Se acercó al chico de los ojos azules. - Hm... No sabía que dejaran entrar menores en lugares como éstos. - Dijo, intentando mantener un aire de superioridad sobre el chico, sin saber en verdad el porqué.

-No. No los dejan entrar. - Respondió el ojiazul sin voltear a verle, aún con el pie apoyado en la pared y los brazos cruzados. Sebastián no pudo evitar pensar que se veía sensual con esa camisa blanca ligeramente holgada y el pantalón de mezclilla que llevaba puesto. - Yo estoy aquí porque acá trabajo.

El moreno ahogó una risilla. -¿Eres bartender o algo así?

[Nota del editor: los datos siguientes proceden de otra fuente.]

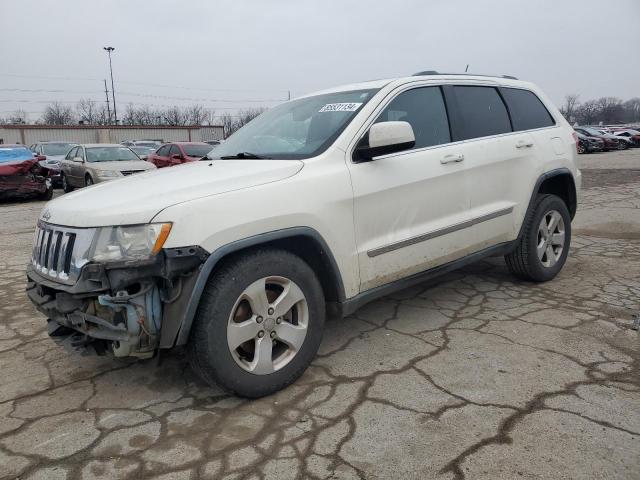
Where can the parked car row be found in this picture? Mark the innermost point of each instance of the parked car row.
(600, 139)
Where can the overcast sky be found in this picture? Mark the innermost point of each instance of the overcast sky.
(240, 53)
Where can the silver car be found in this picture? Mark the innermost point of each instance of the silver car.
(92, 163)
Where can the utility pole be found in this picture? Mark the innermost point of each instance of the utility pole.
(113, 90)
(106, 93)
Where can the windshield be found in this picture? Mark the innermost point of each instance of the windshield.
(56, 148)
(110, 154)
(143, 150)
(196, 150)
(592, 131)
(298, 129)
(15, 154)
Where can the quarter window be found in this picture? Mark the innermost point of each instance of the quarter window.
(425, 111)
(527, 111)
(483, 111)
(163, 151)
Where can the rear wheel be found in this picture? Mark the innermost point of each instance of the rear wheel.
(65, 184)
(259, 323)
(543, 247)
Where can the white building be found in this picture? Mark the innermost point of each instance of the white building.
(29, 134)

-No. Soy un servidor sexual. Como la chica con la que coqueteabas hace un rato. - Giró el rostro finalmente y, ahora el moreno estaba seguro que era aún más hermoso de cerca.- ¿Qué pasó con ella? ¿Te arrepentiste y te dieron ganas de probar conmigo?

Sebastián tomo aquello como una simple broma, un jugueteo. Era imposible que eso fuera verdad y sobre todo, que el chico se le ofreciera con tan poca delicadeza. - ¿Y si asi fuera qué? -Le retó, colocando su mano en el hombro del ojiazul y sujetándolo contra la pared. - ¿Cuánto me cobrarías?

Ciel tragó en seco. Ese hombre hacía que el lado homosexual de su persona saliera a la luz. Su aroma, su presencia, todo de él era tan atractivo. - Cincuenta la media hora. ¿Vienes? - Le retó el menor con una sonrisa ladeada. - ¿O es que tienes miedo de hacérselo a un hombre?